Decision-Makers' Session Outline

The Global Transport System of the Future
Thursday, 27 May 2010 - 10.00-11.30 - Hall 1
Fundamental transformations are required in transport, and innovation will play a key role:
  • How can innovation help tackle the key challenges of climate change, energy supply, demographic change, urbanisation, traffic growth, congestion, and changes in the global economy?
  • What innovations are required to get to a sustainable future?
  • What are the policy innovations needed to allow new technologies and practices to flourish?
  • Ian Goldin, Director, James Martin 21st Century School, University of Oxford
  • Robin Chase, CEO, Meadow Networks, Founder of Zipcar and GoLoCo
  • Cyrille du Peloux, CEO, Veolia Transport
  • Camiel Eurlings, Minister of Transport, Public Works and Water Management, Netherlands
  • Moritz Leuenberger, Federal Counsellor, Federal Department of Environment, Transport, Energy and Communications, Switzerland
  • Peter Ramsauer, Federal Minister of Transport, Building and Urban Development, Germany
  • Andreas Renschler, Management Board Member, Daimler AG
  • Hermann Ude, CEO, DHL Global Forwarding & Freight
  • Katsuaki Watanabe, Vice Chairman, Toyota Motor Corporation
This Panel will focus on how innovation can contribute to creating the transport system that we need for the future, and on the roles of different actors in making this happen.

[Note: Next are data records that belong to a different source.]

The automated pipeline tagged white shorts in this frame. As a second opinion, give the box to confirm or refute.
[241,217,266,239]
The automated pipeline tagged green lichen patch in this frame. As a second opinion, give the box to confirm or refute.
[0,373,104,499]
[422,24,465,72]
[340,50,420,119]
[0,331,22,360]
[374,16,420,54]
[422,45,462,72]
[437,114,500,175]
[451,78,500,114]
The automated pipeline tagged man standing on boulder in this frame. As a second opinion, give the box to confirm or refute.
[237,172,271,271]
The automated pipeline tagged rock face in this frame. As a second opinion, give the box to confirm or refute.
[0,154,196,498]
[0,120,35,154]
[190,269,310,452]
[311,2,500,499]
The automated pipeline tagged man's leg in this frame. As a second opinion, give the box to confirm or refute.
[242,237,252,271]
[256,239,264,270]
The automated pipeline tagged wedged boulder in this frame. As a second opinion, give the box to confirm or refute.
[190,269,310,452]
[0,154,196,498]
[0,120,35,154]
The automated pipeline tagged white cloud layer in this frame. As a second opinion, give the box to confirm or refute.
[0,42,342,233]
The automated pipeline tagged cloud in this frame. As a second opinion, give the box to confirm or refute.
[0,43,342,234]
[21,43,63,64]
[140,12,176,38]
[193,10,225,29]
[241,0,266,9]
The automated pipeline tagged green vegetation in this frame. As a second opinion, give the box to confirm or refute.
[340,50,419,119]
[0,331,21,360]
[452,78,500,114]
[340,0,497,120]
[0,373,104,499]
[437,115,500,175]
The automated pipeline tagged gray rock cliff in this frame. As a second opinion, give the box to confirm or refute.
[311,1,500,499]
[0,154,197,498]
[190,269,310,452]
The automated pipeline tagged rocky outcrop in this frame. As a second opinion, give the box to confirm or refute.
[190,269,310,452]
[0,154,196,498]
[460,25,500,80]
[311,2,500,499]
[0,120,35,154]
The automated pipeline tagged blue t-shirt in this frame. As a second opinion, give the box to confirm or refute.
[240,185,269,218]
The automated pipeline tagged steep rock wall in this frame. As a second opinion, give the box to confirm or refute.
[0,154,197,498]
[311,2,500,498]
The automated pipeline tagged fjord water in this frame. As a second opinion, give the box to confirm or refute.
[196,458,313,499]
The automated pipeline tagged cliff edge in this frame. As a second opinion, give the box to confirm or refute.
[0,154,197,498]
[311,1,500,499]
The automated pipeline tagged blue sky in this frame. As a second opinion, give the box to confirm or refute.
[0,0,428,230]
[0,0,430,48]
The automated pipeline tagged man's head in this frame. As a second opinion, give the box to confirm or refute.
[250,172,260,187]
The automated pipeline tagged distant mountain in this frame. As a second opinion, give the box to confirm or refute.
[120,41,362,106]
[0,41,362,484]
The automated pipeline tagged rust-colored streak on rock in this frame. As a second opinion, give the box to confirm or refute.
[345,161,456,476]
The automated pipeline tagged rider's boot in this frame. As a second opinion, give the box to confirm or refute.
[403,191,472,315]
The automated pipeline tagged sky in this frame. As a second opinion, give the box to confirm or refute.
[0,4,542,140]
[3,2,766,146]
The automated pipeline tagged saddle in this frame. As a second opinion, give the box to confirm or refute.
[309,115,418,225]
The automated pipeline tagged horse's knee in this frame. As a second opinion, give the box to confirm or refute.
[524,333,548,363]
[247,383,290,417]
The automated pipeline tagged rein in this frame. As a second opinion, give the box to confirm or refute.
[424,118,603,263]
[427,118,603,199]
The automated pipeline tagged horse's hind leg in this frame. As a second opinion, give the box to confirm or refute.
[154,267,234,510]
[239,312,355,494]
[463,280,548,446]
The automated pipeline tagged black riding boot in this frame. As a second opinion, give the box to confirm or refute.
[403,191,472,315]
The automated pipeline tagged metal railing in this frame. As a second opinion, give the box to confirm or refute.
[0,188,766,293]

Transport is a fundamental underpinning of prosperity, economic growth, opportunity and human interaction. While vast improvements in transport systems have occurred over the last 100 years, various challenges threaten to limit future benefits.

The major constraints on the growth of global transport demand in the foreseeable future will include energy costs and scarcity, climate change, congestion, urbanisation, scarcity of available funding, the ageing population in developed countries, the growing economic and demographic importance of non-OECD countries, security threats, and the need to reduce road traffic deaths and injuries.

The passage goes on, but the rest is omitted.